With the two shots that may end up saving his championship. At the 9th, buried in thick fescue, he hit a stunning high chip that nearly dropped for birdie and salvaged a par he had no business making. Then at the 10th, a hole that has wrecked players all week, he flushed a wedge with so much backspin that it sucked back to a few feet, set up a birdie, and pushed his lead back to two.

That is the Clark of the first three days, the one who answers every threat with a clutch shot. He has done it all week, and he did it again exactly when the tournament threatened to slip away. His nerve, and that putter, are the only reasons this is still his to lose.

Does Clark Have the Experience to Hold On?

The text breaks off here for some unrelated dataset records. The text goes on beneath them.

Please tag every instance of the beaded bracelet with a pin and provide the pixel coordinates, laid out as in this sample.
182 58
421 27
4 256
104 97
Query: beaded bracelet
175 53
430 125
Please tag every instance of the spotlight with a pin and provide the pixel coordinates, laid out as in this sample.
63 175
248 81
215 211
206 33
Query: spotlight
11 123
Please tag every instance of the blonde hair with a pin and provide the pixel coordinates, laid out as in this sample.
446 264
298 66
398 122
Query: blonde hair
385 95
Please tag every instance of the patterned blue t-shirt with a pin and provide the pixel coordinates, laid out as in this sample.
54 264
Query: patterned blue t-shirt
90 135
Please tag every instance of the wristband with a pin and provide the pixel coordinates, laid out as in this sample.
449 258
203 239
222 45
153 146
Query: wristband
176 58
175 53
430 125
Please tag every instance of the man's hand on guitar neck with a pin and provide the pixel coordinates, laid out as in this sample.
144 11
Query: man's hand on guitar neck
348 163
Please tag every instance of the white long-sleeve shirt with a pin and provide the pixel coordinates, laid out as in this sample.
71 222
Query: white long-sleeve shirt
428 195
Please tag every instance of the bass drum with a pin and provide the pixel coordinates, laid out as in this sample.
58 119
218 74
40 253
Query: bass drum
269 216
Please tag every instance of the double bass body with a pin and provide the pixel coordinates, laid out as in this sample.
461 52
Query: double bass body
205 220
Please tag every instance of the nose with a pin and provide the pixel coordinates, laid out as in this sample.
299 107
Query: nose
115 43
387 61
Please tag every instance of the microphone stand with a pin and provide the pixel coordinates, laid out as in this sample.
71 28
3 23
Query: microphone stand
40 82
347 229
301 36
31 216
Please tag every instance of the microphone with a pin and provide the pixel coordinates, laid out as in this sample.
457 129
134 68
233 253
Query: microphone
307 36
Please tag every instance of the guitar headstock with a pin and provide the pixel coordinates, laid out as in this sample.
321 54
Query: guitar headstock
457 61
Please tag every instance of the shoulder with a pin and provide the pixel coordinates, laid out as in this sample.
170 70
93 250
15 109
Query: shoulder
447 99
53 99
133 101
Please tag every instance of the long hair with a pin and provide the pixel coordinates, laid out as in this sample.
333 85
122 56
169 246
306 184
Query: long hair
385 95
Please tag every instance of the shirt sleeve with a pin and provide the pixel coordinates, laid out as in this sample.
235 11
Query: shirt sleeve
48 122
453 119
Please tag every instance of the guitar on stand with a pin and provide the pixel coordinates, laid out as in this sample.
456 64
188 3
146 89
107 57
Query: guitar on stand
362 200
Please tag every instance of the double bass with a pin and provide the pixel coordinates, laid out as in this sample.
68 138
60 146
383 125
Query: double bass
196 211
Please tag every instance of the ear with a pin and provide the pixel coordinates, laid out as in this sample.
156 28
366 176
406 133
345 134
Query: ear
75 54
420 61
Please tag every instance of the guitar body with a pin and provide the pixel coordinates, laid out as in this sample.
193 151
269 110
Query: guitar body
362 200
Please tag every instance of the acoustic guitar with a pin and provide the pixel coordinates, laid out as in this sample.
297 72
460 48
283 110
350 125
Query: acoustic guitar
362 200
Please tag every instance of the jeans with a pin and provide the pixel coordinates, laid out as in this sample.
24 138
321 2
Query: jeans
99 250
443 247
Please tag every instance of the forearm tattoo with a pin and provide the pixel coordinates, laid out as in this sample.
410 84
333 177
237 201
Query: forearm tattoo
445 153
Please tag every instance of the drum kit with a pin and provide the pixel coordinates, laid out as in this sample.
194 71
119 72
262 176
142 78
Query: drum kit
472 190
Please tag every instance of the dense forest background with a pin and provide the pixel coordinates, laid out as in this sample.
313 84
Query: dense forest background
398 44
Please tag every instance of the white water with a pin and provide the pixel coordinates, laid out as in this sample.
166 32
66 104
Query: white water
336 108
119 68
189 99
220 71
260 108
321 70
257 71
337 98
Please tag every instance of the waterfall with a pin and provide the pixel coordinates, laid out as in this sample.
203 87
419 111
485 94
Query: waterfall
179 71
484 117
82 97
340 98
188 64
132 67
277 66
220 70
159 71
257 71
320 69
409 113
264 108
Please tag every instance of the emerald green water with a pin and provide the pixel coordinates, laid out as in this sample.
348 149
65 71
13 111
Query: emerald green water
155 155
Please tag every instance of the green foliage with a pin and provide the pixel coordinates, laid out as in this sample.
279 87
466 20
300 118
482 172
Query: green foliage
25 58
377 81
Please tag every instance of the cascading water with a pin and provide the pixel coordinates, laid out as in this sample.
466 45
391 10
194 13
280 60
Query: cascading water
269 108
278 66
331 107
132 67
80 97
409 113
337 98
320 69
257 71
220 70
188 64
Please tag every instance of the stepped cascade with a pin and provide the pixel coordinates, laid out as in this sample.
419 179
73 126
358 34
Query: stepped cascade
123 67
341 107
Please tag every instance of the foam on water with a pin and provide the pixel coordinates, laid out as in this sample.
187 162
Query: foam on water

He does, and it is worth remembering. This is not Clark's first time playing the villain down the stretch at a U.S. Open. In 2023 at LA Country Club, he closed out his first major in the final group against crowd favorite Rickie Fowler, with the gallery firmly against him, and won by five while holding off McIlroy and Scheffler.

He has a plan for exactly this. His sports psychologist had him turn the crowd's cheers for Fowler into fuel for his own goals, and he can run the same playbook today with the chants for Scheffler. He has been here, he has done it, and that scar tissue might matter more than any swing over the closing holes.

What Else Is Happening?

  • A hostile crowd. Fans have rooted hard against Clark all day, some loudly enough to get ejected, while serenading Scheffler with happy birthday on the first tee. It is Clark against the world out there.
  • A birthday twist. Both Scheffler, turning 30, and Tom Kim, turning 24, are playing on his birthday. No player has ever won a major championship on their birthday, a small piece of history hanging over the day.
  • Rory's quiet exit. McIlroy closed with back-to-back 73s to finish 6 over, well out of it, another major weekend that got away from him on the back nine.
  • A Father's Day moment. Seventeen-year-old amateur Miles Russell had his dad take the bag to caddie him up the 18th in his major debut, the kind of moment that outlasts any leaderboard.

The Raw Read

This is everything a U.S. Open Sunday should be. A runaway leader suddenly wobbling, a chaser nobody saw coming, a hostile crowd, and a brutal golf course firming up by the hole. Clark's massive lead is all but gone, and the ghost of every blown six-shot lead is hanging over Shinnecock.

But he is not done. He answered the collapse with two of the best shots of his week, he has the experience of closing a U.S. Open against a hostile gallery, and he still leads. The back nine will decide whether this becomes a coronation he had to fight for, or a collapse that lives forever. Either way, nobody is leaving early now.

This is a developing story and will be updated as the final round continues.

Frequently Asked Questions

Is Wyndham Clark still leading the 2026 U.S. Open?

Yes, but barely. His six-shot lead shrank to one on the front nine before he birdied the 10th to push it back to about two at the turn.

Who is challenging Wyndham Clark?

Sam Burns, who started seven back and charged to within one shot, has been the main threat, while Scottie Scheffler has stalled around four back.

Why did Clark's lead shrink so much?

He made three bogeys in his first seven holes on a firmer, tougher Shinnecock setup, while Burns birdied his way up the leaderboard.

Can Scottie Scheffler still win the Grand Slam?

It is increasingly unlikely. He bogeyed the first, has not made a charge, and sits several shots back at the turn.

Has anyone ever lost a six-shot final-round lead in a major?

Only once. Of 21 players who led a major by six or more entering the final round, just Greg Norman, at the 1996 Masters, failed to win.